A Color Labyrinth


Numerous studies show how our response to colors goes beyond esthetic preferences. As human beings we have a limited range of colors we can perceive. Much is also determined by language. (Think of how many words exist in the languages of the Arctic people for the color white. Subtleties exist for them we may not even perceive because of English.)

Recently, I’ve been pondering how our emotional and psychological state of the moment affects how we experience a color. The reverse of course is true as well: colors affect our mood.  They resonate with us in countless ways. And, according to some research, we are hard-wired for being drawn to certain colors and repelled by others.

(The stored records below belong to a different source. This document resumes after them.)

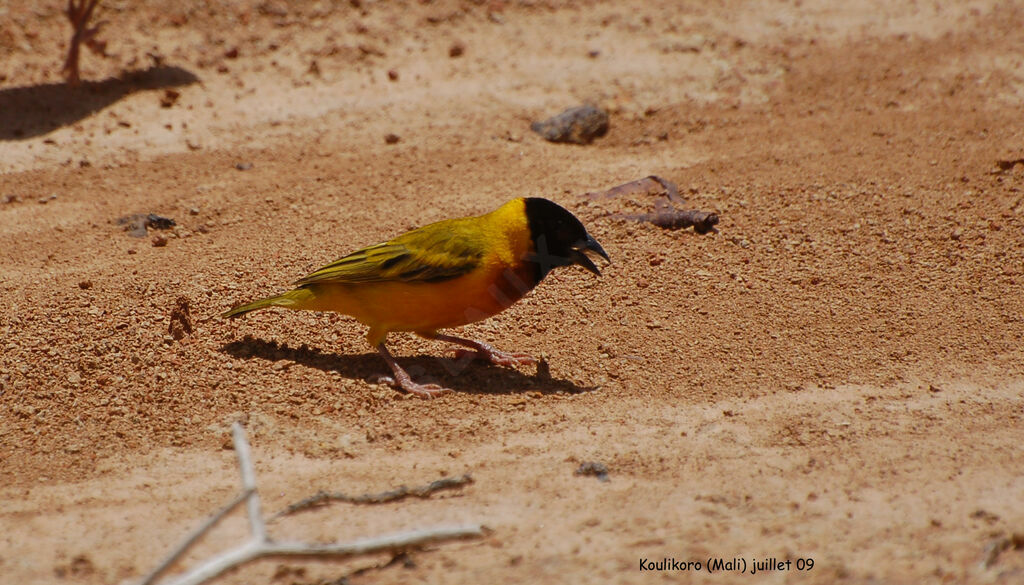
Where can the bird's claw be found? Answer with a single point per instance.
(422, 390)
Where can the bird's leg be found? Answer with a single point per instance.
(403, 381)
(480, 350)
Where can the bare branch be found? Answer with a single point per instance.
(249, 482)
(260, 546)
(322, 498)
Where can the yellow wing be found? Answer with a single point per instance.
(437, 252)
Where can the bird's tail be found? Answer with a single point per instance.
(291, 299)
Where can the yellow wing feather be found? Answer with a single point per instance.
(437, 252)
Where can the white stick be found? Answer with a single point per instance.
(253, 550)
(260, 546)
(193, 538)
(249, 482)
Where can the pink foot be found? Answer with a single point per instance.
(422, 390)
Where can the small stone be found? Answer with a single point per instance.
(579, 125)
(595, 468)
(181, 324)
(170, 97)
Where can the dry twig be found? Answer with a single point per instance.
(260, 545)
(322, 498)
(79, 13)
(665, 214)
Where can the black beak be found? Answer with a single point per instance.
(579, 257)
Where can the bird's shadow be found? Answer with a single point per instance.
(37, 110)
(461, 375)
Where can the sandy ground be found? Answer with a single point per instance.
(836, 375)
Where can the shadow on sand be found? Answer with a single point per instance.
(470, 377)
(37, 110)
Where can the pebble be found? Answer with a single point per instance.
(579, 125)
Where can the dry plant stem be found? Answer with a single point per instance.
(322, 498)
(79, 14)
(195, 536)
(259, 545)
(702, 221)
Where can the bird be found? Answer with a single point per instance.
(444, 275)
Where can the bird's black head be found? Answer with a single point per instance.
(559, 239)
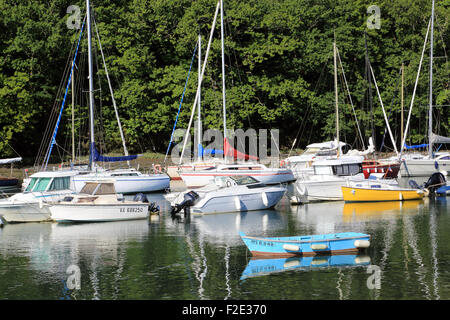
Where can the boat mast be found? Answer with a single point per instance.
(223, 79)
(199, 119)
(73, 116)
(401, 107)
(201, 79)
(91, 87)
(430, 111)
(125, 150)
(336, 96)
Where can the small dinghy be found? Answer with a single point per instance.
(227, 194)
(98, 201)
(334, 243)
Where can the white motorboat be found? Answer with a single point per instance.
(44, 188)
(99, 202)
(228, 194)
(260, 172)
(127, 181)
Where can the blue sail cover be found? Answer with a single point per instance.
(204, 152)
(416, 146)
(99, 158)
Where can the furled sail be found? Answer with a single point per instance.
(203, 152)
(439, 139)
(417, 146)
(100, 158)
(10, 160)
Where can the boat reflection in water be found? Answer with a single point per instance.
(261, 267)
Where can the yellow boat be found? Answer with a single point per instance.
(380, 193)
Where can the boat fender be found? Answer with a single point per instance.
(264, 198)
(237, 203)
(319, 246)
(362, 260)
(361, 244)
(291, 247)
(301, 189)
(291, 263)
(140, 197)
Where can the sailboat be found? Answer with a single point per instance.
(420, 165)
(260, 172)
(200, 163)
(127, 181)
(331, 173)
(8, 183)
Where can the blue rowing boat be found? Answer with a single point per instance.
(334, 243)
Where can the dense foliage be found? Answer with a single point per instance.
(279, 69)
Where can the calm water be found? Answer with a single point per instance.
(166, 259)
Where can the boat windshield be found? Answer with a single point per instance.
(38, 184)
(243, 180)
(92, 188)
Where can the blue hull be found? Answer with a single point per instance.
(260, 267)
(335, 243)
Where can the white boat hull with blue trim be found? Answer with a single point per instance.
(43, 188)
(127, 181)
(227, 195)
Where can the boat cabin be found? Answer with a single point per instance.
(51, 181)
(339, 167)
(99, 188)
(224, 181)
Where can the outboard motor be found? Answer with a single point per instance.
(153, 209)
(141, 198)
(435, 181)
(189, 200)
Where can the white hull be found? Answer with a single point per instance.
(423, 167)
(127, 184)
(268, 177)
(98, 212)
(239, 202)
(30, 207)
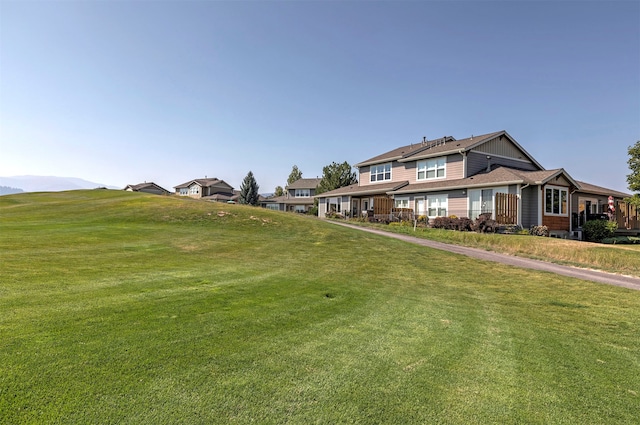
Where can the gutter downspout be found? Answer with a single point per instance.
(520, 189)
(570, 212)
(464, 162)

Of course, this happens very soon in life: children already know their favorites — and these often change through time. (As an 8 year old I used to gravitate towards pink. Only lately am I being so "brave".) Fads such as a black in fashion can also guide our preferences, many times on an unconscious basis.

For centuries, artists and scientists have been fascinated by the connection between color and emotion. The book, “Theory of Colours” by Johann Wolfgang von Goethe published in 1810, greatly influenced much of what we know about color, forming the basis for future research. Goethe also published one of the first color wheels while exploring psychological impact. Neurologists such as Oliver Sacks have taken this forward thanks to technological brain mapping devices. The same goes for how our brains respond to music.

The French poet, Arthur Rimbaud became fascinated with “color synesthesia”. His poem “Voyelles”, or "Vowels", (http://www.doctorhugo.org/synaesthesia/rimbaud.html) features a vowel in each line created in a particular color. Color synesthesia not an uncommon phenomenon. For some individuals the very perception of letters, and, in some cases, numbers, is associated with a very concrete and involuntary color experience. In addition, while two synesthetes may see a specific letter in a different color there are often parallels. Apparently the letter A is often seen in red.

The writer Patricia Duffy recalls: "'One day,' I said to my father, 'I realized that to make an 'R' all I had to do was first write a 'P' and then draw a line down from its loop. And I was so surprised that I could turn a yellow letter into an orange letter just by adding a line.'”

Recently, while visiting friends in Marion, MA, I took a series of photos of a house framed by tall grasses and facing the sea. It was a perfect September day with the tall straw colored grasses swaying gently in the wind. Small sailboats bobbing up and down in a small cove. Idyllic. As I lay down to shoot from the ground I was reminded of Andrew Wyeth’s famous painting “Christina's World”.

Instead of using a camera I used my iPhone 6, recording the same image, albeit at times from a slightly different angle at almost exactly the same time of day. The light wasn’t changing, just an occasional cloud. Something though was changing.

What makes these photographs so one of a kind? There’s an easy answer:  I used apps I recently imported into my phone after taking a class. As I’ve just begun to learn, experimenting with a whole slew of filters and effects offering a variety of colors and textures endows the original photograph with a new visual dimension. Transformed by different color hues, saturations, and textures, the same subject will evoke very different moods. Monet’s haystacks painted in various moments of the day and times of the year, are a key example.

Is using an app to re-create or enhance an image art? I’d say yes. For over a century, photographers working in a darkroom and, at times, further enhancing the images with a brush, were also taking the “original” to another level.

Not working in a darkroom but on occasion with Photoshop and more recently with a plethora of apps at my fingertips, I'm dazzled, almost overwhelmed. There’s a very immediate, perhaps too rapid, experience of “playing with” an image. While I may continue to lean towards a more classical approach which, with my own eye and lens, strives to unveil what is before me, experimenting can only lead to a more expanded vision.